19. Hukuk Dairesi Esas No: 2016/1738 Karar No: 2016/10944 Karar Tarihi: 17.06.2016
Yargıtay 19. Hukuk Dairesi 2016/1738 Esas 2016/10944 Karar Sayılı İlamı
19. Hukuk Dairesi 2016/1738 E. , 2016/10944 K.
"İçtihat Metni"
MAHKEMESİ :Asliye Hukuk Mahkemesi (Tic. Mah. sıfatıyla) Taraflar arasındaki alacak davasının yapılan yargılaması sonunda ilamda yazılı nedenlerden dolayı davanın reddine yönelik olarak verilen hükmün davacı vekilince duruşmalı olarak temyiz edilmesi üzerine ilgililere çağrı kağıdı gönderilmişti. Belli günde davacı vek.
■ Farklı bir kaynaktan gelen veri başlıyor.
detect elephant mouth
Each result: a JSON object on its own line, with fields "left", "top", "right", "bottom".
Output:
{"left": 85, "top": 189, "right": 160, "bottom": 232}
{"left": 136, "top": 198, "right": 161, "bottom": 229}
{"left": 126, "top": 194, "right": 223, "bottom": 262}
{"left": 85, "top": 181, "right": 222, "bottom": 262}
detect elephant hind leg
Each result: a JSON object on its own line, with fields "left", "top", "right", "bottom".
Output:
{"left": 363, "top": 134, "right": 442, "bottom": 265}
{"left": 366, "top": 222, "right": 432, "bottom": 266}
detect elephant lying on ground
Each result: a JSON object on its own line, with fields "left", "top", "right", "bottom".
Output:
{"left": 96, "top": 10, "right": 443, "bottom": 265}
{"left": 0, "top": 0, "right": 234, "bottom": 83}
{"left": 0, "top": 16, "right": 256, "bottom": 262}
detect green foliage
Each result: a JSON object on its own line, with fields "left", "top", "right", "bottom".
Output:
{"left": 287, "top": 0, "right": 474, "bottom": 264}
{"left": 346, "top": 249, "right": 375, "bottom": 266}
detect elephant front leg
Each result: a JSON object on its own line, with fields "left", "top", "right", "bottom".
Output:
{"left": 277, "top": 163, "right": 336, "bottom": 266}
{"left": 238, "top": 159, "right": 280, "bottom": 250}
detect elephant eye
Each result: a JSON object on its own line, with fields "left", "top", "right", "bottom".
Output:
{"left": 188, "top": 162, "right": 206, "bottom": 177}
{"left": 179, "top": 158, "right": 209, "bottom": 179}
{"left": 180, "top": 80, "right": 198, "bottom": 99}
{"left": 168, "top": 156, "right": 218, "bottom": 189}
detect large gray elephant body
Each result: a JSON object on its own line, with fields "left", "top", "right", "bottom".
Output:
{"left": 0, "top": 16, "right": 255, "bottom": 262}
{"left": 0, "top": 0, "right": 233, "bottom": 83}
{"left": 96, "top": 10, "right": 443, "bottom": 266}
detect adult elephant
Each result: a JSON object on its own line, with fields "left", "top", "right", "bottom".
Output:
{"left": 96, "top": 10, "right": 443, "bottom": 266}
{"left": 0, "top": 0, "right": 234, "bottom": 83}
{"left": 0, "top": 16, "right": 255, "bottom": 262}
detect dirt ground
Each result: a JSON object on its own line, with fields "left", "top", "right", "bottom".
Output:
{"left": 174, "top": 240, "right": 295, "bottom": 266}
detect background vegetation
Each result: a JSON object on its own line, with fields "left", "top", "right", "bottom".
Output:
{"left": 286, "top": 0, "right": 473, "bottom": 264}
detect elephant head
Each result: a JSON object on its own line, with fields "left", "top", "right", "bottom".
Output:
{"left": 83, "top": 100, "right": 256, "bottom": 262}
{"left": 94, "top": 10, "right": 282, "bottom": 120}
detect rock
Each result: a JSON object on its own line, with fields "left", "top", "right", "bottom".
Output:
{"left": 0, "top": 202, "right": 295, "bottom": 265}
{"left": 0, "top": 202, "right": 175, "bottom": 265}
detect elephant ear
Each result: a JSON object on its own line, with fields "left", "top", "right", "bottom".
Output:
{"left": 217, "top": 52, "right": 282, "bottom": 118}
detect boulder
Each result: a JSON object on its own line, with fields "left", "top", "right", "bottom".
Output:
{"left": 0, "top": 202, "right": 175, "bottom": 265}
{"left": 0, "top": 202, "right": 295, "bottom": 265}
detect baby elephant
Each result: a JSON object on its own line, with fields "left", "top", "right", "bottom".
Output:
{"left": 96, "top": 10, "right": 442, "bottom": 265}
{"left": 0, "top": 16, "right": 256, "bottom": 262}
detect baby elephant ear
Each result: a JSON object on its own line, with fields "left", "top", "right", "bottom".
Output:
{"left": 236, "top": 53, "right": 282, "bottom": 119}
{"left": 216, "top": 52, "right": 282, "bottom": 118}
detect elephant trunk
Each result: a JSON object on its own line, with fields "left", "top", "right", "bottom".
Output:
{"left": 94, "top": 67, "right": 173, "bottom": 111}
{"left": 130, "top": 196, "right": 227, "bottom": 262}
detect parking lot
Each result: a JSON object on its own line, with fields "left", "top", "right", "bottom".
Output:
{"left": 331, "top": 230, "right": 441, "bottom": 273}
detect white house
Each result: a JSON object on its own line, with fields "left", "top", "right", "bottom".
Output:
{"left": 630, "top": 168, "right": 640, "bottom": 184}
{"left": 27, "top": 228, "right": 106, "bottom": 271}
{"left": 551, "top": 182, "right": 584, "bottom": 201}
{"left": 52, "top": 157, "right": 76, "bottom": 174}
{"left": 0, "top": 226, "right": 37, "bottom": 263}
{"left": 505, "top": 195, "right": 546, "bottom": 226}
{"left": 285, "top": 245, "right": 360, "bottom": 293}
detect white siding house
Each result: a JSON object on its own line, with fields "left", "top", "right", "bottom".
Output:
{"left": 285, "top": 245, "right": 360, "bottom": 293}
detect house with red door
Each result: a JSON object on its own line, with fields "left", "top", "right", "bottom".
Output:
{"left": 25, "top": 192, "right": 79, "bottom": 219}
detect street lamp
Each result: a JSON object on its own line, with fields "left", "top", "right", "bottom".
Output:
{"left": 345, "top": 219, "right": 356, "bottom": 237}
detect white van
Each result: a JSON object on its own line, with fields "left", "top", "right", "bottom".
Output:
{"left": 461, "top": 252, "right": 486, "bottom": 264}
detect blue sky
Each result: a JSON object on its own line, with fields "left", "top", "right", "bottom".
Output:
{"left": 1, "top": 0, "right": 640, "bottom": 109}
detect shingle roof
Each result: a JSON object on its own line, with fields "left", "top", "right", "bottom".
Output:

Av. ... gelmiş, diğer taraftan başka kimse gelmemiş olduğundan onun yokluğunda duruşmaya başlanarak hazır bulunan avukatın sözlü açıklamaları dinlenildikten ve temyiz dilekçesinin süresinde olduğu anlaşıldıktan sonra dosya incelendi, gereği konuşulup düşünüldü.
- K A R A R -
1-Dosyadaki yazılara, mahkemece uyulan bozma kararı doğrultusunda inceleme yapılıp hüküm verilmiş olmasına, delillerin takdirinde bir isabetsizlik bulunmamasına, bozmanın kapsamı dışında kesinleşmiş olan yönlere ilişkin temyiz itirazları incelenemeyeceğine ve özellikle 06.07.2009 tarihinden sonra mal alımının durduğu ve böylece taraflar arasındaki ilişkinin fiilen son bulduğunun anlaşılmasına göre bu tarihten sonraki dönem için yazılı şekilde karar verilmesinde isabetsizlik bulunmamasına göre davacı vekilinin aşağıdaki bendin kapsamı dışında kalan öteki temyiz itirazlarının reddi gerekmiştir. 2- Dava dilekçesinde 03.10.2007 ila 03.10.2009 tarihleri arasındaki döneme ilişkin cezai şart talebinde bulunulmuştur. Birinci yıl olan 03.10.2007 - 03.10.2008 tarihleri arasında davalı tarafça asgari alım taahhüdüne uyulmamış ise de davacı tarafça ikinci dönemin başladığı tarih olan 04.10.2008 tarihinden sonra ihtirazi kayıt konulmadan mal verilmeye devam edilmiş olduğundan artık ilk yıla ilişkin cezai şart istenemeyeceğinin kabulü gerektiğinden yerel mahkemenin birinci yıla ilişkin talebi reddetmesinde bir isabetsizlik bulunmamaktadır. Ne var ki davalı ikinci yılda da asgari alım taahhüdüne uymamış ve en son mal alımı 06.07.2009 tarihinde gerçekleşmiştir. Başka bir anlatımla, bu tarihten sonra davacının davalıya mal vermesi söz konusu olmadığına göre sözleşmeyi 18.06.2012 tarihinde noter ihtarı ile fesheden davacı ikinci yıl bakımından asgari alım taahhüdüne uyulmaması nedeniyle cezai şart talep etmekte haklıdır. Mahkemece hükmüne uyulan Dairemiz bozma kararının değerlendirilmesinde ve yorumunda hataya düşülerek ikinci yıla yönelik cezai şart talebinin de reddedilmiş olması bozmayı gerektirmiştir. SONUÇ : Yukarıda (1) nolu bentte açıklanan nedenlerle davacı vekilinin öteki temyiz itirazlarının reddine, (2) nolu bentte belirtilen sebeplerle hükmün davacı yararına BOZULMASINA, vekili Yargıtay duruşmasında hazır bulunan davacı yararına takdir edilen 1.350,00.-TL. duruşma vekalet ücretinin davalıdan alınarak davacıya ödenmesine, peşin harcın istek halinde iadesine, 17/06/2016 gününde oybirliğiyle karar verildi.